Currently the intake into medical school  is around 200 students per year for facilities that can accommodate only 60 – 80 students. This is mainly an attempt to address the shortage of doctors in the country. 

Laboratory space is too small for the number of students and clinical teaching is minimal. Furthermore, there is no transport for students thus consuming some of their time travelling on public transport. Vacancy rate of up to 100% has been seen in some departments within the institutions. Salaries for lecturers are quite low thus low morale among lecturers.

Upon graduation more than 90% of the trained doctors leave the country and this further worsens the situation of depleted human resources for health in the country. 

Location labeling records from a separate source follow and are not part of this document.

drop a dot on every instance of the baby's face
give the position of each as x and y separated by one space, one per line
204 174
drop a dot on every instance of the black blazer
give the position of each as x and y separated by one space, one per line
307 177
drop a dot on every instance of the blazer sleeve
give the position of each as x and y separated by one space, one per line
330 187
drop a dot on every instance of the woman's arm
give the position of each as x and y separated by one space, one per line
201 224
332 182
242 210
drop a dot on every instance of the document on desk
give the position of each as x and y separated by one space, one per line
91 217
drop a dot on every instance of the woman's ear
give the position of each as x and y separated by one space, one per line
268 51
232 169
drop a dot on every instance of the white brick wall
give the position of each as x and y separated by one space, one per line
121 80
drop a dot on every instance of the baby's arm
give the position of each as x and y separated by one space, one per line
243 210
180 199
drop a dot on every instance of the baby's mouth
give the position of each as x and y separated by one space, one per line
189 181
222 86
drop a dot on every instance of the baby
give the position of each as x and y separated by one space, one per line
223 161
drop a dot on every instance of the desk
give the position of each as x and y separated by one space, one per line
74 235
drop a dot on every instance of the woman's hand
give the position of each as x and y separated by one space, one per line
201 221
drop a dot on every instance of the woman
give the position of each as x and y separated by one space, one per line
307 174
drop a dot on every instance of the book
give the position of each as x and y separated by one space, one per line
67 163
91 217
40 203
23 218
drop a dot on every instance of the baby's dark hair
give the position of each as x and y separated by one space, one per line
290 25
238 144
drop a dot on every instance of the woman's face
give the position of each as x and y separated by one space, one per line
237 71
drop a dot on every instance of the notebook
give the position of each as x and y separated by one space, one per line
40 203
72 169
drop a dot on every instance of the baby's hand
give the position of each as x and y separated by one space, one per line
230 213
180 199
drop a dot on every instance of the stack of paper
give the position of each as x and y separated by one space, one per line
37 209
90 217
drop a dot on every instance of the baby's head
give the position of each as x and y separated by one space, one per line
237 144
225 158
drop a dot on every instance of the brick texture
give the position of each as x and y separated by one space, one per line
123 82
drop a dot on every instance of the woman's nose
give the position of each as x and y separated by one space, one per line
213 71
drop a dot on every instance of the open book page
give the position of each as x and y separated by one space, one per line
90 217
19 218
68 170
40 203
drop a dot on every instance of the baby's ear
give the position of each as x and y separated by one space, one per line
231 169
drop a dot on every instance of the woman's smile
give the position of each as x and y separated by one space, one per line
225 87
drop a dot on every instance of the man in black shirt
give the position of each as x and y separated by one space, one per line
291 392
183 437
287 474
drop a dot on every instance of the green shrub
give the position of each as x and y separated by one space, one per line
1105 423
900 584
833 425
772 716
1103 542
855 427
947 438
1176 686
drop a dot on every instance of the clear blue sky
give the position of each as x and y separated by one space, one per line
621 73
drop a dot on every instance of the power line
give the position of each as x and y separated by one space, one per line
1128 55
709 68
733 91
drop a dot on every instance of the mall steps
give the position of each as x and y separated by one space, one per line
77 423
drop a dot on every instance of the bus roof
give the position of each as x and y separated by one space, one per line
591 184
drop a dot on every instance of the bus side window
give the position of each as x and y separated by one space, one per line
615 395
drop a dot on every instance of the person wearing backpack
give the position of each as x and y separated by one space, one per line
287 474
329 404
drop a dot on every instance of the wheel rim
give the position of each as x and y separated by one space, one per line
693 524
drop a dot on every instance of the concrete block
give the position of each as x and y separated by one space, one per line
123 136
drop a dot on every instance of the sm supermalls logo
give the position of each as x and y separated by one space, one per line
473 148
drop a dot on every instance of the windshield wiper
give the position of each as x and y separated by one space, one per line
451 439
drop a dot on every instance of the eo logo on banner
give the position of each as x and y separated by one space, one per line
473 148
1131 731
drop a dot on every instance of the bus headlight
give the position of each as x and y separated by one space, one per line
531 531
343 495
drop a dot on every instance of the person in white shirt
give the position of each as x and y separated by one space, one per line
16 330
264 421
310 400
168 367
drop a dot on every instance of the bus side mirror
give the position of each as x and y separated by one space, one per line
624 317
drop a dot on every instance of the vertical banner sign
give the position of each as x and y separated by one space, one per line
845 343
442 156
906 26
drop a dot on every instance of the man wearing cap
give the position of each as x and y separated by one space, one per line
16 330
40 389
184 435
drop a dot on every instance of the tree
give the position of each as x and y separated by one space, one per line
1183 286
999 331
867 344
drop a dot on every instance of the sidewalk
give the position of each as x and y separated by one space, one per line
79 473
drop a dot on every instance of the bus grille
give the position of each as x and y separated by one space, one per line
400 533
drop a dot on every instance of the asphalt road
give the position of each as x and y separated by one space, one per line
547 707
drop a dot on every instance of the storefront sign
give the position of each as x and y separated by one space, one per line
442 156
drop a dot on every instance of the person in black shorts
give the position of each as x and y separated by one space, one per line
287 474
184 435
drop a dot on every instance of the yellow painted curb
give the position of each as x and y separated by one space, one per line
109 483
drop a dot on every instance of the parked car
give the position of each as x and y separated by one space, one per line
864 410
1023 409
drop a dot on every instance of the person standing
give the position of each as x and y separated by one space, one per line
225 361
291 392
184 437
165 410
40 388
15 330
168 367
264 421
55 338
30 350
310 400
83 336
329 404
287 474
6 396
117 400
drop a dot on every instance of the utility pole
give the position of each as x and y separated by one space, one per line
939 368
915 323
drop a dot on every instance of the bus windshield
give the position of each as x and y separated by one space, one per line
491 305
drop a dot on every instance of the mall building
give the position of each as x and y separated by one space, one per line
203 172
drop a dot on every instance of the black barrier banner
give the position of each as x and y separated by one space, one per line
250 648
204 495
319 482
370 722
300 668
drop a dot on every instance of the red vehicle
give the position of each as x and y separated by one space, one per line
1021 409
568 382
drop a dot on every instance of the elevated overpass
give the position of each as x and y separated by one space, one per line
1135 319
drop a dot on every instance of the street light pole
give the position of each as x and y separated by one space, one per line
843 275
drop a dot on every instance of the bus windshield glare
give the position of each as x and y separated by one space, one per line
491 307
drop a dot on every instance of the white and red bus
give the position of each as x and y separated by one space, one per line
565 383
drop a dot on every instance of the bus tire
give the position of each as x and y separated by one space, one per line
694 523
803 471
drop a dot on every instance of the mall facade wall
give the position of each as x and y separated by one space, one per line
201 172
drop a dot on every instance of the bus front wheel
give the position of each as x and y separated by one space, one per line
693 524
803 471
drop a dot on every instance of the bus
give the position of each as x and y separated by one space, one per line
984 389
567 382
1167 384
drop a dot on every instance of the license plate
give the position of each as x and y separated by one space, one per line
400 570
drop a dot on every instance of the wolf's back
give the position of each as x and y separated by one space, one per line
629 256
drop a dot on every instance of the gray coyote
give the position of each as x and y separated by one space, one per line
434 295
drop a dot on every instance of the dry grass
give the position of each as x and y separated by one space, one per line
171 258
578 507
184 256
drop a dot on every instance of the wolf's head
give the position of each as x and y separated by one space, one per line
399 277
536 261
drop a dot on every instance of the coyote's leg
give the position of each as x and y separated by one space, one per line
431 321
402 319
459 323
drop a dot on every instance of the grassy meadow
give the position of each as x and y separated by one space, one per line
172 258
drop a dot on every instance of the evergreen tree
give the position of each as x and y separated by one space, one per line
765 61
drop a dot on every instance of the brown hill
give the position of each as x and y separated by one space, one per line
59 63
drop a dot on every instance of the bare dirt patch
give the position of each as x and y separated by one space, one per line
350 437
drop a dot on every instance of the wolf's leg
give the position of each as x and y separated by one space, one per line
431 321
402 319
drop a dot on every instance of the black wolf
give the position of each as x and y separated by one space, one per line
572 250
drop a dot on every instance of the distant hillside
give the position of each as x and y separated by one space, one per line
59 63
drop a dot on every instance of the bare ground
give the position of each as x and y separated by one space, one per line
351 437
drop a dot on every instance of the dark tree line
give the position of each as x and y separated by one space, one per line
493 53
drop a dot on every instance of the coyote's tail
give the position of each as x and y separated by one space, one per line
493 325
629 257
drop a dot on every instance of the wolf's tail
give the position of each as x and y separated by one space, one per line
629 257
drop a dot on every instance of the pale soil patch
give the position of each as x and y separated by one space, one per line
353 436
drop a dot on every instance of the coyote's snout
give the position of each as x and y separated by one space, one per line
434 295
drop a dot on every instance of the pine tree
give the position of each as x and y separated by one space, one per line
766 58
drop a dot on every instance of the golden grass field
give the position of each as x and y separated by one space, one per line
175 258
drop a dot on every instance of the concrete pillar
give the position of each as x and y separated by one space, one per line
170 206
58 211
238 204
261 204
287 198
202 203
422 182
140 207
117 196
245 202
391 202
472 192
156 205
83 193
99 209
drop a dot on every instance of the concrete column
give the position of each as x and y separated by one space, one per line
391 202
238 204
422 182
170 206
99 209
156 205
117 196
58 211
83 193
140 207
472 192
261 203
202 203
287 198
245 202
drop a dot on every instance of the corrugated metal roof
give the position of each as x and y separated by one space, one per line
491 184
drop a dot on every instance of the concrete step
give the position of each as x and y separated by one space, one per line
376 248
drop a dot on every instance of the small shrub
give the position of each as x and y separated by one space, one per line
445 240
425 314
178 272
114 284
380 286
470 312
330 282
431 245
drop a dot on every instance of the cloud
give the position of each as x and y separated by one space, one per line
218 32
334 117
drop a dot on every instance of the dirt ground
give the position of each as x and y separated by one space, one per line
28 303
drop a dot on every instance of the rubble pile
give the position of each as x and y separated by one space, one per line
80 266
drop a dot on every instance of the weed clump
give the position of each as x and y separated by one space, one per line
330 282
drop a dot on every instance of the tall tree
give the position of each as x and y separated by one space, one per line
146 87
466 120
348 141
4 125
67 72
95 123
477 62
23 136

Zimbabwe’s Medical Training: Challenges and opportunities Perspective of the cadre: Dr. Chizhande (President, Hospital Doctors Association) 

The medical training has been marred by brain drain and collapse of the health system. Final year students at the medical school complain that some of their lecturers fail them unjustifiably. 

 There is little mentorship for the junior doctors and conditions of service are quite poor and the remuneration is pathetic. Grievances are not addressed in a timely manner contributing to frequent strikes. Punitive measures such as bonding should be avoided with the focus on  improving conditions of service to retain staff. 

 Human Resources for Health: Strategies for Retention and Development: Mr. Sande Director (Condition of Service and Industrial Relations –Health Services Board)

 The following remedies have been embarked on to retain and develop Zimbabwe’s human resources for health: 

  1. Lobbying for 15% of the national budget to be allocated to health
  2. Limiting bureaucracy by resuscitating of Health Management Boards and decentralising of decision making to enhance efficiency;
  3. Providing accommodation (institutional accommodation and an affordable housing scheme);
  4. Providing transport (affordable transport for, car loan schemes and duty free certificates for health professionals);
  5. Defining career pathways after training
  6. Dialoguing with health professionals in and outside the country


 The Dean should facilitate the resuscitation of the medical students association, which was banned some time ago, as a channel for students to air their grievances.

  1. The Dean should investigate allegations that some lecturers who are failing final year students unjustifiably.
  2. There is need to standardize final year examinations as is the case with Part 3 exams.
  3. Housemanship should be standardized to levels comparable to those in the SADC region.
  4. Bodies representing health professionals should speak with one voice in raising concerns with the functioning of the health system. 
  5. Grievances by health professionals should be resolved amicably without fear of losing employment. 
  6. Strategies should be put in place to encourage specialisation as there are a few specialists in the country at the moment.
  7. The HSB should focus on improving working conditions for health personnel to retain them instead of taking punitive measures such as an unnecessarily long bonding period.
  8. Entrepreneurship should be encouraged among health professionals so that they don’t rely entirely on their salaries which are very low at the moment.